Однако вот эта картина – она стоит в моей двери, крепкая, как байдарочник, с ее бостонским акцентом, уже «опытная» во многих смыслах, о которых вам остается только мечтать, – есть картина для алчных глаз. Может быть, Дартмутский Дэн умотал покататься на папиной яхте или все еще торчит в своем Ганновере, предаваясь зубрежке. А может быть, он более не находит эту учтивую красавицу «интересной» (о чем еще пожалеет), или усматривает в ней помеху на пути своего карьерного роста (каковой требует женщины пониже и не такой властной), или ему нужна девушка из семьи с хорошими связями, а то и вовсе француженка. Ошибки подобного рода все еще совершаются. А иначе как мог бы любой из нас с надеждой взирать в завтрашний день?
– Я просто сидела тут на футбольном совещании, – говорит Мелисса-Кэйт. И вытягивает шею, чтобы заглянуть в коридор.

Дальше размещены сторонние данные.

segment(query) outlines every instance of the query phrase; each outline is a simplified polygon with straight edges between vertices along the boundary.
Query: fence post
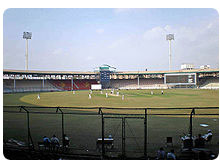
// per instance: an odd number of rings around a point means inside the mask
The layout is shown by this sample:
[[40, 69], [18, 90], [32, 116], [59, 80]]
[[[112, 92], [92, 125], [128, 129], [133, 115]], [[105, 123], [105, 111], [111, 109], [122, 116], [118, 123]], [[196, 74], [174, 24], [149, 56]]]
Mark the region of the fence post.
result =
[[147, 108], [144, 113], [144, 156], [147, 158]]
[[192, 139], [192, 115], [195, 115], [195, 108], [192, 109], [192, 112], [191, 112], [191, 114], [190, 114], [190, 128], [189, 128], [189, 134], [190, 134], [190, 140], [191, 140], [190, 149], [193, 147], [193, 139]]
[[102, 158], [105, 156], [105, 143], [104, 143], [104, 138], [105, 138], [105, 125], [104, 125], [104, 115], [102, 112], [102, 108], [99, 107], [99, 112], [98, 114], [101, 114], [102, 116]]
[[63, 111], [59, 107], [57, 107], [56, 113], [58, 112], [58, 110], [61, 112], [62, 115], [62, 143], [63, 143], [62, 147], [64, 149], [64, 115], [63, 115]]
[[34, 143], [33, 143], [33, 140], [32, 140], [32, 137], [31, 137], [31, 131], [30, 131], [30, 116], [29, 116], [29, 111], [27, 109], [25, 109], [23, 106], [21, 106], [20, 111], [22, 109], [27, 113], [28, 148], [30, 150], [31, 149], [30, 141], [31, 141], [31, 144], [32, 144], [32, 148], [34, 149]]

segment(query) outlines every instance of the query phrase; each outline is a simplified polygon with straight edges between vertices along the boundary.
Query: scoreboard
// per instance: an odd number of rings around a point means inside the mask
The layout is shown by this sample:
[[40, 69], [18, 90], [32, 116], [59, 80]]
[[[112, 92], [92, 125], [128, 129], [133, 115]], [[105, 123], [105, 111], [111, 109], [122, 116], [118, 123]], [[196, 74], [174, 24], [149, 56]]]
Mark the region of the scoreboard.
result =
[[164, 83], [170, 85], [196, 85], [196, 73], [165, 74]]

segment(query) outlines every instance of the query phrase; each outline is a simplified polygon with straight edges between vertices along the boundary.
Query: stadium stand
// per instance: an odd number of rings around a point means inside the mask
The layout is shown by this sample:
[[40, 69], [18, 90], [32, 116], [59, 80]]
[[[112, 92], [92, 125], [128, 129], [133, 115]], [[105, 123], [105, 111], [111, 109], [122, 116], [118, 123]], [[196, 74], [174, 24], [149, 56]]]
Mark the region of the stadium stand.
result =
[[[71, 80], [50, 80], [60, 90], [72, 90]], [[73, 80], [73, 90], [88, 90], [91, 84], [97, 84], [96, 80]]]
[[48, 80], [44, 81], [44, 87], [42, 80], [4, 80], [3, 81], [3, 92], [38, 92], [38, 91], [59, 91], [54, 87]]
[[147, 79], [121, 79], [111, 80], [112, 88], [118, 89], [165, 89], [167, 85], [164, 84], [163, 78], [147, 78]]
[[38, 91], [63, 91], [63, 90], [88, 90], [96, 80], [74, 80], [73, 89], [71, 80], [14, 80], [3, 81], [3, 92], [38, 92]]
[[218, 77], [204, 77], [199, 79], [200, 89], [219, 89]]

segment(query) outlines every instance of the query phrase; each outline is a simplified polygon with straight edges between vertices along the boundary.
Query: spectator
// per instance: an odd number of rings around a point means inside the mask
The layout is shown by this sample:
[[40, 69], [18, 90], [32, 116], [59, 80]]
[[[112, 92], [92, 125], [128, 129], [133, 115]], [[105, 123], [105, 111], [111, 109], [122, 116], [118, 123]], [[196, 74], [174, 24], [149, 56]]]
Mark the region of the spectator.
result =
[[195, 139], [195, 147], [201, 148], [205, 146], [205, 139], [202, 137], [201, 134]]
[[47, 136], [43, 137], [43, 142], [44, 142], [45, 149], [50, 149], [51, 141]]
[[174, 154], [174, 149], [171, 149], [170, 152], [167, 153], [168, 160], [176, 160], [176, 156]]
[[165, 159], [165, 151], [164, 151], [163, 147], [161, 147], [161, 148], [157, 151], [157, 159], [158, 159], [158, 160], [164, 160], [164, 159]]
[[59, 144], [59, 139], [53, 135], [53, 137], [50, 139], [51, 140], [51, 146], [52, 146], [52, 150], [57, 150], [60, 146]]
[[205, 139], [205, 141], [208, 141], [208, 138], [212, 136], [212, 131], [209, 129], [208, 133], [203, 135], [202, 137]]
[[66, 134], [64, 134], [63, 136], [64, 136], [63, 146], [67, 148], [69, 147], [69, 143], [70, 143], [69, 137]]

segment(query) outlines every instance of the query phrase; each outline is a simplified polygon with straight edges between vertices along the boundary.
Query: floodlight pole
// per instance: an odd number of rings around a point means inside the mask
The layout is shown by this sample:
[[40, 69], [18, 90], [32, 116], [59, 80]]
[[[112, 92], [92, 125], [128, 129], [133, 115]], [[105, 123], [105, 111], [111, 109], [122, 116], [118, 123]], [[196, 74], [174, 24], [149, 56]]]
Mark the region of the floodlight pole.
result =
[[23, 39], [26, 40], [26, 50], [25, 50], [25, 59], [26, 59], [26, 70], [28, 70], [28, 40], [31, 39], [32, 33], [31, 32], [24, 32]]
[[171, 40], [174, 40], [174, 34], [168, 34], [166, 39], [169, 42], [169, 70], [171, 70]]
[[26, 70], [28, 70], [28, 39], [26, 38]]
[[169, 41], [169, 70], [171, 70], [171, 40]]

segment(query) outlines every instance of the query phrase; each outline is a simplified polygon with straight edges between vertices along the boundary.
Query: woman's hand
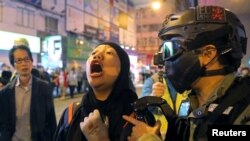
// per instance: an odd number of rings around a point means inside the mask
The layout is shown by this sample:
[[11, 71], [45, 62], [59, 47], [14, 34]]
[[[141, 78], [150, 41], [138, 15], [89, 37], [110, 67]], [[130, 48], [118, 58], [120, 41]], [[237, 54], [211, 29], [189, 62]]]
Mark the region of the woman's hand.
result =
[[109, 141], [108, 122], [103, 122], [97, 109], [84, 118], [80, 128], [88, 141]]
[[146, 123], [139, 121], [137, 119], [134, 119], [130, 116], [124, 115], [122, 117], [123, 117], [123, 119], [125, 119], [126, 121], [128, 121], [134, 125], [134, 127], [132, 128], [132, 133], [128, 137], [129, 141], [137, 141], [144, 134], [158, 135], [160, 132], [160, 127], [161, 127], [160, 121], [157, 121], [156, 124], [153, 127], [151, 127], [151, 126], [147, 125]]

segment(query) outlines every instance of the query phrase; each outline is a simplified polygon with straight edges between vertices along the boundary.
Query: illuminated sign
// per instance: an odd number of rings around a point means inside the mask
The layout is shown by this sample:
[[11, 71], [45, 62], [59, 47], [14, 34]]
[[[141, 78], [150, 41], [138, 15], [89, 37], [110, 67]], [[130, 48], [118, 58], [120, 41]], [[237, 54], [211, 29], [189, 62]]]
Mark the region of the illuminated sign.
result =
[[17, 38], [25, 38], [29, 42], [32, 53], [40, 53], [40, 38], [36, 36], [0, 31], [0, 49], [10, 50]]

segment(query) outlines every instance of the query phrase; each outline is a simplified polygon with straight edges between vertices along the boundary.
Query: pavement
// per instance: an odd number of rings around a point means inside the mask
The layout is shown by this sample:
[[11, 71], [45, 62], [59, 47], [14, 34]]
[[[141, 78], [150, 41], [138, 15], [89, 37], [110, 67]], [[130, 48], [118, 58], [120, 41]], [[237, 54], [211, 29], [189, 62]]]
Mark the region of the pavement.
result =
[[[138, 94], [138, 97], [140, 97], [142, 84], [136, 84], [135, 87], [136, 87], [136, 93]], [[84, 93], [80, 93], [80, 94], [75, 94], [74, 98], [70, 98], [69, 96], [67, 96], [65, 99], [61, 99], [60, 97], [54, 98], [57, 122], [59, 122], [63, 111], [69, 106], [69, 104], [72, 102], [81, 102], [83, 95]]]

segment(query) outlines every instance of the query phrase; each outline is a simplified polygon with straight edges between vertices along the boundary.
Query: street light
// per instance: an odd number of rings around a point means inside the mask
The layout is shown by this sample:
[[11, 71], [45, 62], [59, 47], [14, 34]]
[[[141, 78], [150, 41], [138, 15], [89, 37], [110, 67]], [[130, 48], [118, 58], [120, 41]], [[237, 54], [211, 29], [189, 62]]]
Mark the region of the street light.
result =
[[160, 1], [153, 1], [153, 3], [152, 3], [152, 8], [154, 9], [154, 10], [158, 10], [158, 9], [160, 9], [161, 8], [161, 3], [160, 3]]

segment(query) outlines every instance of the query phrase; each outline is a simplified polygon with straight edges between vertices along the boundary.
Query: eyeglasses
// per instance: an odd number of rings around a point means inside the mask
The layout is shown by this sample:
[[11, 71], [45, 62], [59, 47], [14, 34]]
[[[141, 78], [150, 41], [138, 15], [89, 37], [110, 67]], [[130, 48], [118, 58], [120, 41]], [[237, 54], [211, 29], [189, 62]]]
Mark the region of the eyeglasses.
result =
[[17, 58], [15, 60], [16, 64], [21, 64], [22, 62], [28, 63], [28, 62], [30, 62], [30, 58], [29, 57], [24, 57], [24, 58]]
[[178, 57], [183, 50], [180, 40], [166, 40], [161, 45], [160, 52], [162, 53], [163, 60], [167, 61]]

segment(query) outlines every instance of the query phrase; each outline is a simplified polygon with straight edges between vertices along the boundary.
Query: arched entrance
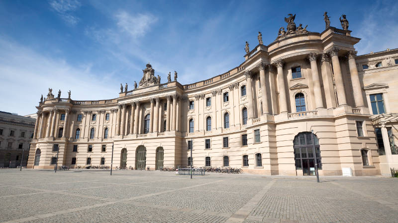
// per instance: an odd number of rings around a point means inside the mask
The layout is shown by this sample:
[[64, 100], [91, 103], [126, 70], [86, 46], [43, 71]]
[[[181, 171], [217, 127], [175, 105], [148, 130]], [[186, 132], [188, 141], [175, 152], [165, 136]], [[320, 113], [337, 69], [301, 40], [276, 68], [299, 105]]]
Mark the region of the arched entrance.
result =
[[135, 169], [145, 169], [146, 164], [146, 149], [141, 145], [135, 150]]
[[[313, 140], [311, 135], [313, 135]], [[309, 132], [298, 133], [293, 141], [296, 169], [302, 169], [303, 175], [315, 175], [313, 145], [315, 145], [318, 169], [322, 169], [320, 150], [318, 137]]]
[[158, 147], [156, 149], [156, 169], [160, 169], [163, 167], [163, 159], [164, 158], [164, 150], [163, 147]]
[[120, 153], [120, 169], [125, 169], [127, 166], [127, 150], [123, 148]]

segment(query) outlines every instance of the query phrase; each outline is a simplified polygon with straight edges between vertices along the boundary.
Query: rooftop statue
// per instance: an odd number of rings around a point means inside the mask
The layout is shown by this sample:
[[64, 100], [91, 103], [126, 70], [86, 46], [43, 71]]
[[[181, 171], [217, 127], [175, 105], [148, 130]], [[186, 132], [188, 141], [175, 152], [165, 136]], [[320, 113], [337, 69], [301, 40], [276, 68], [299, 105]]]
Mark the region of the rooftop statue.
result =
[[348, 20], [345, 17], [345, 15], [343, 15], [343, 19], [341, 19], [341, 17], [340, 17], [340, 22], [341, 23], [341, 27], [343, 29], [347, 30], [348, 29]]
[[323, 13], [323, 20], [325, 20], [325, 25], [326, 26], [325, 29], [327, 29], [330, 26], [330, 20], [329, 20], [330, 18], [330, 16], [327, 16], [327, 12], [325, 11], [325, 13]]

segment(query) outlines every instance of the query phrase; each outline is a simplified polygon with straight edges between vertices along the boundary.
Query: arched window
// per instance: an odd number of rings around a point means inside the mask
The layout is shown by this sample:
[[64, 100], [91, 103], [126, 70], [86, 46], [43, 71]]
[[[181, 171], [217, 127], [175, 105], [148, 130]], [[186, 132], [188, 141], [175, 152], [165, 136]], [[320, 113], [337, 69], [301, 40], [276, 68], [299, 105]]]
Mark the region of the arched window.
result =
[[103, 138], [108, 138], [108, 128], [105, 128], [105, 130], [103, 131]]
[[222, 158], [222, 160], [224, 161], [224, 167], [229, 167], [229, 157], [228, 157], [227, 156], [224, 156]]
[[76, 139], [79, 139], [80, 138], [80, 129], [78, 128], [76, 129], [76, 134], [75, 134], [75, 138]]
[[229, 113], [224, 113], [224, 128], [229, 128]]
[[305, 111], [305, 100], [304, 98], [304, 94], [302, 93], [297, 93], [295, 96], [296, 101], [296, 111], [297, 112]]
[[247, 109], [246, 108], [242, 110], [242, 123], [244, 125], [247, 124]]
[[206, 131], [211, 131], [211, 117], [206, 118]]
[[62, 133], [64, 132], [64, 128], [60, 128], [58, 130], [58, 138], [62, 137]]
[[361, 150], [361, 156], [362, 157], [362, 165], [363, 166], [369, 166], [369, 162], [368, 160], [368, 150], [365, 149]]
[[256, 167], [262, 167], [263, 160], [261, 159], [261, 154], [256, 154]]
[[149, 132], [149, 122], [151, 119], [151, 114], [145, 115], [144, 119], [144, 134]]
[[94, 139], [94, 133], [96, 133], [96, 130], [94, 128], [91, 128], [91, 130], [90, 130], [90, 139]]
[[190, 132], [194, 132], [194, 119], [191, 118], [190, 119]]

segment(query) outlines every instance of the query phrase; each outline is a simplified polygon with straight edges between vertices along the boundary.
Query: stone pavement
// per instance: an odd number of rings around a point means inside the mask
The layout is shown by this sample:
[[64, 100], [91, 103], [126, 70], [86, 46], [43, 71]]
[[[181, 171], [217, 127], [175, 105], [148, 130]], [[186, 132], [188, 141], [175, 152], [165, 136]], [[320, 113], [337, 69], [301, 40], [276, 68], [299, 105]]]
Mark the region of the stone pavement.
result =
[[0, 169], [0, 222], [397, 222], [398, 179]]

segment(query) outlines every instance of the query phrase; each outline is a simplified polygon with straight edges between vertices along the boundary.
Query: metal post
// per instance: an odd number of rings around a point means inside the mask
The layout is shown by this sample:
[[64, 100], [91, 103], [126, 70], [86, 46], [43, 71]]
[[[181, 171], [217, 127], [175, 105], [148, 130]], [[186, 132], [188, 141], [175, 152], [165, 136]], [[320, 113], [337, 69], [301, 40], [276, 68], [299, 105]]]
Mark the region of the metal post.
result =
[[316, 175], [316, 182], [319, 182], [319, 176], [318, 175], [318, 162], [316, 161], [316, 151], [315, 150], [315, 140], [314, 139], [314, 130], [311, 130], [311, 139], [312, 141], [312, 152], [314, 154], [315, 163], [315, 174]]
[[194, 159], [192, 159], [192, 150], [194, 149], [194, 141], [191, 138], [191, 178], [192, 179], [192, 165], [194, 165]]
[[112, 167], [113, 164], [113, 143], [112, 143], [112, 158], [110, 159], [110, 175], [112, 175]]

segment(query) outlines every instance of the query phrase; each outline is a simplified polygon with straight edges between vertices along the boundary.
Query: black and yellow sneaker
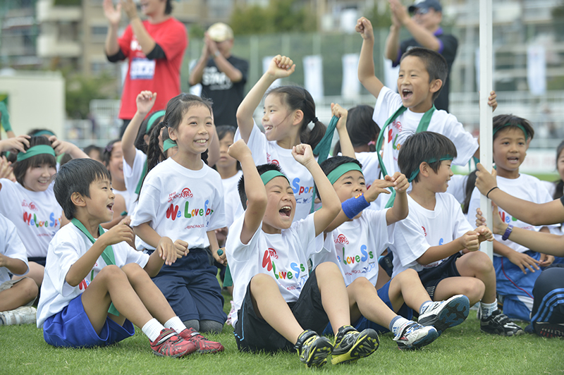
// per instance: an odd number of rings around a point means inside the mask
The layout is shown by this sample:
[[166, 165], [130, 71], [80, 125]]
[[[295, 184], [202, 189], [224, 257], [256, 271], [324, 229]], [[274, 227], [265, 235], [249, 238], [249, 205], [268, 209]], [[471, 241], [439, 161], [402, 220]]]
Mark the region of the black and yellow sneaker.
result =
[[327, 363], [327, 357], [333, 350], [333, 344], [326, 337], [319, 336], [308, 329], [298, 337], [294, 348], [306, 367], [321, 367]]
[[359, 332], [351, 326], [343, 326], [337, 332], [331, 362], [351, 363], [368, 357], [378, 349], [378, 333], [372, 328]]

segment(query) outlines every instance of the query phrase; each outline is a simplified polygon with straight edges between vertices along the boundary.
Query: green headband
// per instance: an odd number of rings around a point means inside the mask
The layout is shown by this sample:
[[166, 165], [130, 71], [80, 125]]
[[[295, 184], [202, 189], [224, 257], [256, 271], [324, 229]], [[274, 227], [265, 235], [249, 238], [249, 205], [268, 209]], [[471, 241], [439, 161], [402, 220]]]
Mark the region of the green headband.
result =
[[41, 155], [42, 154], [53, 155], [54, 157], [55, 150], [53, 149], [53, 147], [47, 145], [37, 145], [37, 146], [33, 146], [27, 149], [26, 152], [18, 152], [16, 160], [18, 161], [21, 161], [22, 160], [25, 160], [35, 155]]
[[39, 137], [40, 135], [54, 135], [55, 133], [51, 130], [39, 130], [33, 133], [33, 137]]
[[345, 163], [331, 171], [327, 175], [327, 178], [331, 184], [333, 185], [341, 176], [350, 171], [358, 171], [361, 173], [362, 173], [362, 169], [356, 163]]
[[494, 135], [495, 135], [496, 133], [498, 133], [499, 130], [501, 130], [501, 129], [503, 129], [503, 128], [505, 128], [507, 126], [516, 126], [517, 128], [519, 128], [520, 129], [523, 130], [523, 134], [525, 134], [525, 140], [527, 141], [527, 138], [529, 137], [527, 136], [527, 130], [525, 130], [525, 126], [523, 126], [520, 123], [513, 124], [513, 123], [508, 123], [506, 124], [502, 125], [501, 126], [500, 126], [498, 128], [496, 128], [495, 129], [494, 129], [494, 134], [492, 135], [492, 137]]
[[[424, 162], [425, 162], [425, 163], [427, 163], [427, 164], [431, 164], [431, 163], [434, 163], [435, 161], [442, 161], [442, 160], [453, 160], [453, 159], [454, 159], [454, 157], [451, 156], [450, 155], [445, 155], [444, 156], [441, 156], [441, 157], [439, 159], [439, 160], [437, 160], [437, 159], [436, 159], [436, 158], [431, 158], [431, 159], [429, 159], [429, 160], [424, 160], [423, 161], [424, 161]], [[415, 180], [415, 178], [417, 176], [417, 175], [419, 174], [419, 168], [417, 168], [416, 170], [415, 170], [415, 171], [413, 171], [413, 172], [411, 173], [411, 176], [410, 176], [410, 178], [409, 178], [409, 180], [407, 180], [407, 181], [408, 181], [410, 183], [411, 183], [411, 182], [412, 182], [413, 180]]]
[[[275, 177], [278, 177], [279, 176], [288, 180], [288, 177], [284, 176], [284, 173], [278, 172], [278, 171], [274, 169], [271, 171], [266, 171], [266, 172], [260, 175], [260, 178], [262, 179], [262, 183], [266, 185], [267, 183], [269, 183], [269, 181], [272, 180]], [[290, 181], [288, 180], [288, 183], [290, 183]]]
[[168, 149], [171, 149], [177, 146], [178, 145], [176, 145], [176, 142], [171, 139], [168, 138], [168, 140], [165, 140], [163, 142], [163, 154], [166, 152]]
[[151, 127], [153, 125], [154, 122], [157, 121], [157, 118], [161, 117], [161, 116], [164, 116], [166, 111], [162, 109], [161, 111], [157, 111], [151, 115], [151, 117], [149, 118], [149, 121], [147, 122], [147, 130], [145, 130], [145, 134], [149, 133], [149, 130], [151, 129]]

Я слышу голоса людей, направляющихся к лифту. Прогноз составлен. Волосы у Мелиссы-Кэйт подстрижены так, что нависают над ее милыми спиралевидными ушками и всплескивают, когда она потряхивает, вот как сейчас, головой.
– Я – Кэтрин Флаэрти, – говорит она. – Прохожу здесь этой весной стажировку. Учусь в Дартмуте. Не хочу вам мешать. Вы, наверное, очень заняты.
Стеснительная, себе-на-уме улыбка, еще один всплеск волос.
– Сказать по правде, мне не настолько повезло. – Я откидываюсь в кресле, сцепляю пальцы на затылке. – И я не возражаю против небольшой компании.
Новая улыбка, еле приметная, чуть снисходительная. «В тебе есть что-то классное, – говорит она, – но не пойми меня неправильно». Я отвечаю своей, решительной, обещающей ничего-такого-не-делать ухмылкой.
– На самом деле я просто хотела сказать, что читала ваши статьи и они мне ужасно понравились.
– Вы очень добры, спасибо. – И я киваю, безвредный, как старый дядюшка. – Я пытаюсь относиться к моей работе здесь со всей серьезностью.
– Я
Ее глаза вспыхивают. Эта женщина умеет быть и непринужденной, и неуступчивой. Уверен, она способна, если того потребуют обстоятельства, и на иронию.
– О нет. В вашу доброту я не поверил бы и на минуту. Просто слова ваши очень милы, пусть даже сами вы не милы.
Я подпираю нижнюю челюсть ладонью – в точности там, куда заехал кулак Викки.
– Чудно. – Ее улыбка сообщает, что человек я, как бы то ни было, довольно приятный. Все в ее улыбках просчитано до тонкостей.
– Как прошел «Футбольный прогноз»? – с нарочитой живостью спрашиваю я.
– Ну, по-моему, очень интересно, – отвечает она. – Кончилось тем, что они побросали свои графики с рейтингами и включили интуицию. Тут-то и поднялся настоящий галдеж. Мне понравилось.